なにもやる気がなかった音楽マニア少年が、自発的な意志を持って、バンドというかたちを借りてまわりを巻きこんで音楽をやり始めるまでの話、かなぁ。
ただ本来、解決すべき大きな問題を抱えているのは真冬のほうなんですけどね。解決に必要な自発行動・積極行動などの側面から考えると、真冬が主人公であるとは正面きって主張しにくい。
オイラはまあ、ふたりで主人公コンビである、と捉えるのが美しいと思うのですけどね。
ふたりで線路を歩いて家出するとか、ベタですけど好きです。子どものころ、無人駅から線路に飛び降りて歩くの、やっぱり楽しかったし。真っ昼間だったのでJRの職員さんにきつく怒られましたが(苦笑)
あれをスタンド・バイ・ミーごっこと呼んでたか、裸の大将(山下清)ごっこと呼んでたかで、育ちがわかるような気がしないでもない。
しかし、ツンデレもいいんですが、とにかく中盤までの真冬がキツかったです。読んでて。ツンというか、拒絶ですからね。理由も言わないで排除されると、イライラしてしまってしょうがないというか、コミュニケーションが成立してないというか。
謎を引っ張ったところで、必ずしも読み手が興味を関心を持ってついてきてくれるかどうかという難しさですよね、このあたりは。

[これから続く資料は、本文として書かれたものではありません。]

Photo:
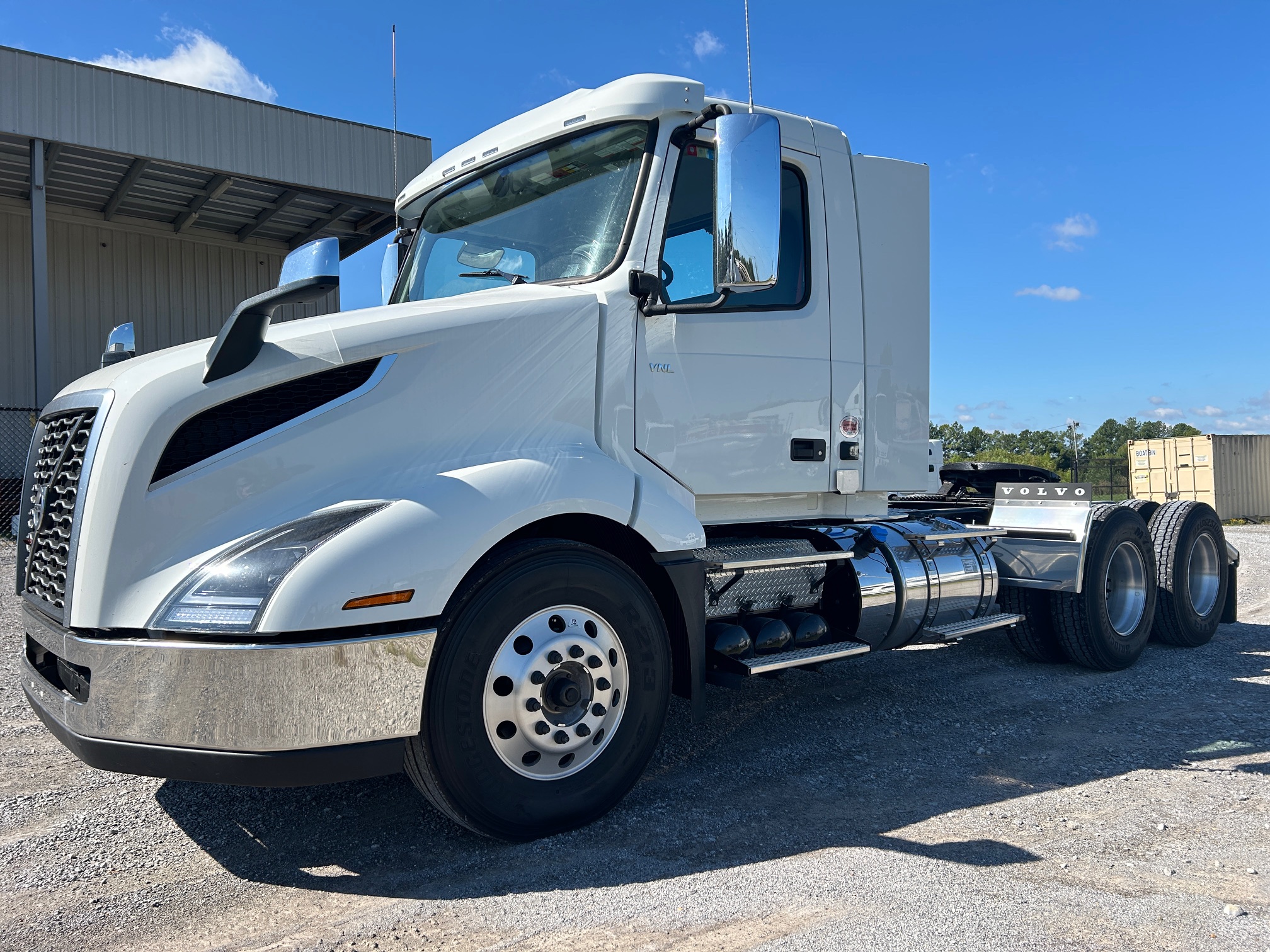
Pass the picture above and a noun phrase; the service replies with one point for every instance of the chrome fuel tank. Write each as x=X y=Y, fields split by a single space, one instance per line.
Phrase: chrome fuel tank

- 真冬:傷病系&才能突出によるコミュ経験不足、ツンデレ転校生
- 千晶:武闘系&元ボーイッシュ幼なじみ
- 神楽坂:電波系&破壊突進強引型先輩
キャラクタ。たぶん多くの人にすでに指摘されてると思うのですが、極めて設定・配置がエロゲ的です。
神メモよりもカリカチュア化が進んだとも言えますが。
でもそうしたからこそ、80ページ過ぎまで視点者に自発的な行動をさせないという構成を取れたわけで。かけあいで間を持たせるというか。向こう(ヒロインたち)がこっちに関心を持ってて、こっちへのはたらきかけがあると、それで結構枚数進んでしまいますし。
あー、あと個人的にエビチリの対応にに拍子抜けしてしまいました。はい。普通のお父さんだったので。
なんだろ、「悪人」が欲しかったのかな。結局オイラは。
それか、「普通でない親」のほうが読みたかったか。
音楽を強要されて抑圧されてきた子どもが、親から自立する過程で、自立手段としてやっぱり音楽しかなかったという皮肉な展開を期待してたのかも。
でも、エビチリを単純な悪存在にしちゃうと、真冬の手の件で、「わかりやすい原因」ができちゃうからな。杉井さんはそういう、親と縁切れたから回復しました! みたいな展開は書かないと思うし。
ところで、タイトルはこれ、ダブルミーニングなんでしょうか。
終盤読むまで、「このタイトルは真冬が独奏(ソナタ)からバンドメンバーになる、そういう意味での『さよならピアノソナタ』」だと思っていたのですよ。
でもそしたら、ベートーヴェンのピアノソナタ「告別」をひっくり返して意味を開いたという解説が出てきて。
んー、ダブルミーニングというのとは違うな。発想の大元と、そこから到達した意味なんだから。